In dieser Ausnahmesituation zeigen sich die wahren Charaktere der versammelten Lehrerinnen und Lehrer. Was man erfährt, ist erschütternd: Affären, Übervorteilen von Kollegen, Betrug, Unterschlagung und Ohrfeigen für Schülerinnen kommen ans Tageslicht. Zwangsläufig stellt sich die Frage, woher diese Menschen das Recht nehmen, ihre Schülerinnen und Schüler zu beurteilen oder ihnen gar den Weg zum Abitur zu verbauen.

Unter der bewährten Leitung von Annika Kirch glänzten Timo Große als unerbittlicher Lateinlehrer und Lilli Siggeals verbitterte und ihre Bildung vor sich hertragende Französischlehrerin („Ich hasse die Jugend nicht, ich kann sie nur nicht ausstehen“). Fabian Meding gab lebensecht den verschrobenen Chemielehrer.
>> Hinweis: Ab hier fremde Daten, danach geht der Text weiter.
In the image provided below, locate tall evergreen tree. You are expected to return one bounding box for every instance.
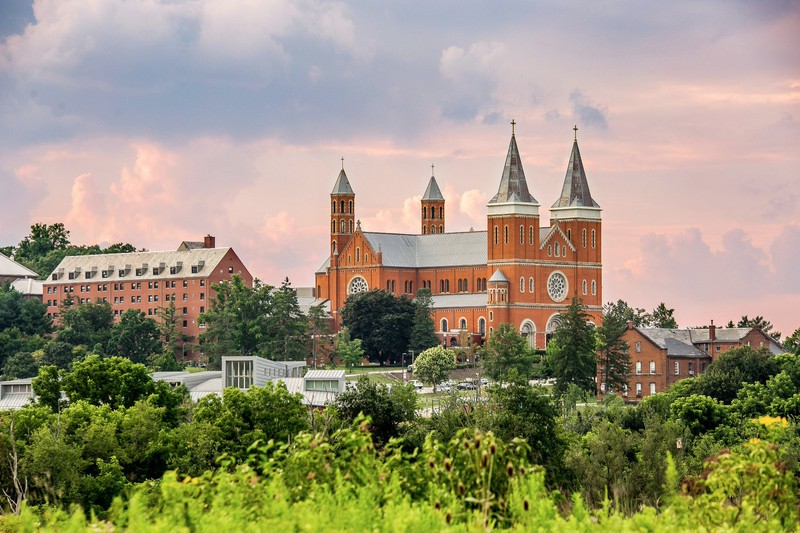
[408,288,439,354]
[595,313,631,393]
[550,296,597,395]
[266,278,308,361]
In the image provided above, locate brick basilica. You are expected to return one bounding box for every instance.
[315,122,603,348]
Die Fortschrittsfraktion wird überzeugend vertreten von Tom Mallmann als schülernahem Menschenfreund und Julian Höhn als Sportlehrer („Mir schreiben die Schüler heute noch Postkarten!“) sowie von Maylin Krajuscheck als Referendarin.

Am Ende erhält Fabienne den fehlenden Punkt, hat sich inzwischen jedoch für einen Weg jenseits des Abiturs entschieden. Das Publikum applaudierte begeistert nach diesem kurzweiligen und zugleich nachdenklich stimmenden Abend.